Dynamic Certificates for Custom Domain Routes.
- Create OpenShift resources required for issuing Dynamic Certificates to Routes.
This step will create a new deployment (and hence a pod) that’ll watch out for specifically annotated routes in the cluster, and if the issuer-kind and issuer-name annotations are found in a new route, it will request the Issuer (ClusterIssuer in my case) for a new Certificate that’s unique to this route and which will honor the hostname that was specified while creating the route.
oc apply -f https://github.com/cert-manager/openshift-routes/releases/latest/download/cert-manager-openshift-routes.yaml -n cert-manager
Additonal OpenShift resources such as a ClusterRole (with permissions to watch and update the routes across the cluster), a ServiceAccount (with these permissions, that will be used to run this newly created pod) and a ClusterRoleBinding to bind these two resources, will be created in this step too. If the cluster does not have access to github, you may as well save the raw contents locally, and run oc apply -f localfilename.yaml -n cert-manager
- View the status of the new pod.
Check if all the pods are running successfully and that the events do not mention any errors.
oc get po -n cert-manager
Test an application.
Create a test applciation in a new namespace.
oc new-project testapp oc new-app --docker-image=docker.io/openshift/hello-openshift -n testapp
Expose the test application Service.
Let’s create a Route to expose the application from outside the cluster, and annotate the Route to give it a new Certificate.
oc create route edge --service=hello-openshift testroute --hostname hello.apps.$DOMAIN -n testapp oc annotate route testroute -n testapp cert-manager.io/issuer-kind=ClusterIssuer cert-manager.io/issuer-name=letsencryptissuer
It will take a 2-3 minutes for the Certificate to be created. The renewal of the certitificate will automatically be managed by the cert-manager compoenents as it approaches expiry.
Access the application Route.
Do a curl test (or any http client of your preference) to confirm there are no certificate related errors.

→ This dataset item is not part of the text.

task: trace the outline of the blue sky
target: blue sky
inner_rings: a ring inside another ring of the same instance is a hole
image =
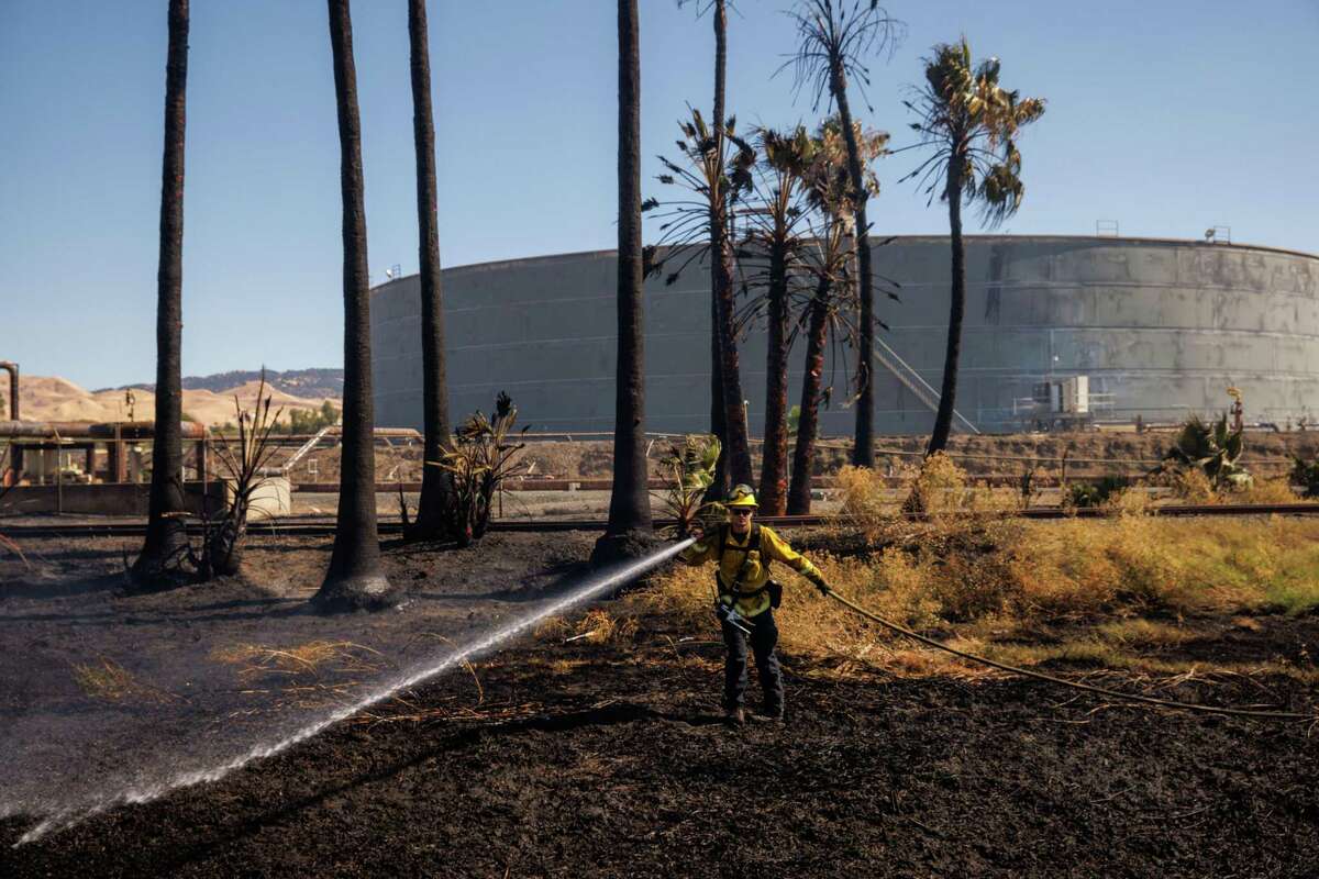
[[[728,104],[743,125],[814,123],[794,99],[789,0],[740,0]],[[417,269],[406,4],[357,0],[371,271]],[[893,0],[864,121],[906,140],[902,88],[966,33],[1049,111],[1021,141],[1018,233],[1233,239],[1319,250],[1315,0]],[[0,358],[100,387],[150,381],[165,0],[0,0]],[[641,0],[646,192],[685,103],[708,108],[710,21]],[[430,1],[446,265],[615,242],[609,0]],[[324,4],[194,0],[183,370],[339,365],[339,150]],[[859,104],[860,101],[857,101]],[[878,233],[944,232],[885,159]],[[969,229],[975,231],[975,229]],[[648,240],[653,233],[648,232]]]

Output should print “Hello OpenShfit!”, and you should also notice a line that says “subjectAltName: host hello.apps.$DOMIAN” matched cert’s “hello.apps.$DOMIAN”
curl -vv https://hello.apps.$DOMAIN
Debugging
Please note that while creating certificates, the validation process usually take upto 2-3 minutes to complete.
If you face issues during certificate create step, run ‘oc describe’ against each of - ‘certificate,certificaterequest,order & challenge’ resources to view the events/reasons that’ll mostly help with identifying the cause of the issue.
oc get certificate,certificaterequest,order,challenge
This is a very helpful guide in debugging certificates as well.
You may also use the cmctl CLI tool for various certificate management activities such as to check the status of certificates, testing renewals etc.